A Phoenix Rising from the Ashes: The Oculus and the 9/11 Memorial

Day 19 of my 30-day writing challenge

oculus

It’s hard for me to believe, but until yesterday, I had never visited the site of the 9/11 memorial, in spite of living in New York for over a decade, including during the attacks on the Twin Towers. Part of me wishes I had gone much, much earlier, but another part is glad I saw it for the first time after the completion of the World Trade Center 1 (also known as “The Freedom Tower”), the 9/11 Memorial, and the Oculus, the soaring, white, steel structure that resembles the body and flight bones of a bird of prey about to take flight behind the memorial’s north reflecting pool.

Constructed of over 100 ribs of steel weighing over 50 tons each, and approximately 800,000 square feet, the Oculus is a monumental piece of public architecture. With its vaulted ceiling, blinding whiteness, clean lines, and light-flooded interior, it looks like an interstellar space port crossed with the Chartres Cathedral. As I walked into the main transit hall, which is larger than the main concourse of Grand Central Station, I immediately imagined a Bach canto winging its way up to the heavens, sung by a choir several hundred strong.

oculus.jpg interior

The curators of the space are literally capitalizing on the Oculus’ resemblance to a sacred space with their current installation, “Up Close: Michelangelo’s Sistine Chapel.” It consists of 34 reproductions of Michelangelo’s frescoes, including “The Creation of Adam.” Its centerpiece, a reproduction of “The Last Judgement,” is over two stories high.

oculus interior 2

The exhibition is not free. It costs twenty dollars for an adult, fifteen for a child. Should you choose not to pay, you can still see almost everything, but not as well, and not up close and at eye level, which is the supposed advantage the exhibition gives you over the real thing (other than not having to travel to Rome). You also have to pay to enter the real Sistine Chapel, of course, but when you get inside you see, well, the Sistine Chapel. With “Up Close,” you are paying to see reproductions. In a shopping mall.

Because while the Oculus is primarily a transportation hub, linking several New York subway and ferry lines as well as the New Jersey PATH trains, it is also, inescapably, a high end shopping center, filled with luxury brands. It’s impossible to walk in and not wonder if New York City has built itself nothing more, and nothing less, than a giant place of worship to consumerism. To be fair, it’s located in the heart of the financial district, a place on which the world’s economy depends. But it is also forever linked to the loss of life on 9/11, spatially, visibly, temporally, and architecturally — according to the New York Times, the design purposefully allows for clear sightlines and thus, better security, and for easy evacuation of large crowds — and something about the blatant and unapologetic materialism of its usage just feels . . . off.
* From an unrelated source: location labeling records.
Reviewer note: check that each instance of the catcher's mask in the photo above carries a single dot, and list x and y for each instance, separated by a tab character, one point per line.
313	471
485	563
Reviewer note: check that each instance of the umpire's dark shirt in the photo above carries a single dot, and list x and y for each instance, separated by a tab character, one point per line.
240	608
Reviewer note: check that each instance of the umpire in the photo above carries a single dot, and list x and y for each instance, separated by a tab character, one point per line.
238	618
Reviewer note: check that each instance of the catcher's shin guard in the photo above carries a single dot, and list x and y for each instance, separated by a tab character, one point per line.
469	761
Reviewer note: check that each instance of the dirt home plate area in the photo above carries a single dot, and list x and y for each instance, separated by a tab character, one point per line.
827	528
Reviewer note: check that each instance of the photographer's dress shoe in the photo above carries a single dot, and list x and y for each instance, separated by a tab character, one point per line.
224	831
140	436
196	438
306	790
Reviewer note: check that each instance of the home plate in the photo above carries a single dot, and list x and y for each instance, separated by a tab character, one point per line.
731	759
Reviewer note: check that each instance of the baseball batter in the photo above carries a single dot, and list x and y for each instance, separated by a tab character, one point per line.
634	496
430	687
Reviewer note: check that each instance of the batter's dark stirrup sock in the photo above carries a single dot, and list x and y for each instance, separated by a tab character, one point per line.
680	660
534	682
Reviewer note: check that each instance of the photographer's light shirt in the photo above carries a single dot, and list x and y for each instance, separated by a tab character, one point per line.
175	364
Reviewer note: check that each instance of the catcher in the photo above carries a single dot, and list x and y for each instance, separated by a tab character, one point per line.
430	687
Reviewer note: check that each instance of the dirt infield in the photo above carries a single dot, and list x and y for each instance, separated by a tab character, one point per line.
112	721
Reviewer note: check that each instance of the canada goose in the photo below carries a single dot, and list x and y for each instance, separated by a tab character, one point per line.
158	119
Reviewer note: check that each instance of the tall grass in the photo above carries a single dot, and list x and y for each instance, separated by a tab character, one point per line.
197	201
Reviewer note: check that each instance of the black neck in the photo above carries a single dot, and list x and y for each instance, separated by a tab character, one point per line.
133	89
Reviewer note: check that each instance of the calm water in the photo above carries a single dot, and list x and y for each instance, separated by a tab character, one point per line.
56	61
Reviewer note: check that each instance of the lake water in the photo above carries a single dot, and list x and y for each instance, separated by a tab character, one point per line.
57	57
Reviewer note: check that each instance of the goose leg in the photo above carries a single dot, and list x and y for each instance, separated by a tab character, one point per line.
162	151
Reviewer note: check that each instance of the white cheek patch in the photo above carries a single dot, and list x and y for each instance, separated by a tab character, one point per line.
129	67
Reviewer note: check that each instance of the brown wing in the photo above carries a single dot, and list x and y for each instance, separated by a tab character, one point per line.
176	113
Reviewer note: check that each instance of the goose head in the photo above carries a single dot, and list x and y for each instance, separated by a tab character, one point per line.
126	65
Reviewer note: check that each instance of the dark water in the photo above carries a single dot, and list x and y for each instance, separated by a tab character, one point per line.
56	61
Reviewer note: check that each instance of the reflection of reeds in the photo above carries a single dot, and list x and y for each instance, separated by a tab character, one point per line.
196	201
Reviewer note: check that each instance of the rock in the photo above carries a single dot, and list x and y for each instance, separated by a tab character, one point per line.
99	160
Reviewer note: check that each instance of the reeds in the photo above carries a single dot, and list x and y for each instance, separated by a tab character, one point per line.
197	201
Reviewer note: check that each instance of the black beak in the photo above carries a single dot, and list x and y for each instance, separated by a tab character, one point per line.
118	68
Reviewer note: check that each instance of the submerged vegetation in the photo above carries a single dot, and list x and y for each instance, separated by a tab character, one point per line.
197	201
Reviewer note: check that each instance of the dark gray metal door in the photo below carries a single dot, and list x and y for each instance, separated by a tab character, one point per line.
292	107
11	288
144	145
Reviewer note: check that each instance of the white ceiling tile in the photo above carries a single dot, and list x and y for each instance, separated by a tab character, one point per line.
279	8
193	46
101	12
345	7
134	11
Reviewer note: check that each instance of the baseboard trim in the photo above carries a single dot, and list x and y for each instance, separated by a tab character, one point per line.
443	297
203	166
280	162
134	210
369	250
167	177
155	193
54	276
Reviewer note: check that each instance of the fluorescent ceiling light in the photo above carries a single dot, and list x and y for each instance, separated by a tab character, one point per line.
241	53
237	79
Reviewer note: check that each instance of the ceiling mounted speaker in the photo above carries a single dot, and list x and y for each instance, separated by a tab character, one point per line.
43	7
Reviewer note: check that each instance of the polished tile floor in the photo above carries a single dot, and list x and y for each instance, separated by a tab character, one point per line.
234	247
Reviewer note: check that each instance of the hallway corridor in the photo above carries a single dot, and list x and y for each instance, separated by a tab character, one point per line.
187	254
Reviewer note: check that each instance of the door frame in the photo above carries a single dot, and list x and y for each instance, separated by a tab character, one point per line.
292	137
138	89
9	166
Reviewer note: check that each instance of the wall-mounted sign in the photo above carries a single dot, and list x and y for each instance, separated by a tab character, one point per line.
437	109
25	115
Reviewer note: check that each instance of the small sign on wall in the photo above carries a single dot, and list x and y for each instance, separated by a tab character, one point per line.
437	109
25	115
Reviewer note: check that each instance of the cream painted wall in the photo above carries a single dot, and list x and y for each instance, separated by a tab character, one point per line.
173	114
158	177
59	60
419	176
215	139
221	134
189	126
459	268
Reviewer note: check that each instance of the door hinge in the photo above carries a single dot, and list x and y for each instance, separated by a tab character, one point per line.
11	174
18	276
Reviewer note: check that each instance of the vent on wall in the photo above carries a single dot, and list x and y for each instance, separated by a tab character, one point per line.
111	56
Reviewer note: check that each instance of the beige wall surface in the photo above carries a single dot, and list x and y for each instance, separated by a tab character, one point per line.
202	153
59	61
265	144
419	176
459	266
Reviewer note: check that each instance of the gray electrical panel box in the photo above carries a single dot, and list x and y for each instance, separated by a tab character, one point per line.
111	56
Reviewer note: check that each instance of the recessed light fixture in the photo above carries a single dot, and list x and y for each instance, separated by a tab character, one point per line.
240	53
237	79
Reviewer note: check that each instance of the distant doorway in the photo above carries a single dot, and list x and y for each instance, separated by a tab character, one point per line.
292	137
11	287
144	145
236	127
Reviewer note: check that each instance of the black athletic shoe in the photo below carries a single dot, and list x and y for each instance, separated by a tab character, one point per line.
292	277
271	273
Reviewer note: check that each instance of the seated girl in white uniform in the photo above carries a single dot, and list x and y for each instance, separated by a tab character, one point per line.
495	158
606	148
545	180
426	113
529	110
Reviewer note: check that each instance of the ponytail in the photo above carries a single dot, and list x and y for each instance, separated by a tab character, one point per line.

I think my unease with the Oculus is partially because it so effectively gestures towards the sublime before miring itself in crass commercialism. If Wordsworth had been into architecture instead of clouds, I think he might have written poems about it, the way that Hart Crane immortalized the Brooklyn Bridge. Certainly the “Reflecting Absence” 9/11 memorial fountains and the 9/11 Museum deserve something transcendent in the skyline, something more elegant and less obvious than the Freedom Tower.

freedom tower

At the same time, I have to shrug and admit that there might be nothing more consummately American than the Oculus. It’s simultaneously a crossroads for people all over the world; a secular cathedral that exchanges the beauty and belief of the past for a $500 handbag or the cost of admission to quality fakes; a pheonix rising from the ashes of an era-defining tragedy; a space that feels otherworldly and yet is grounded in the practical considerations and fears of a post-9/11 world. All our country’s energies and vices, our sorrows and successes, our mean preoccupations and hopes for transcendence might just be summed up here.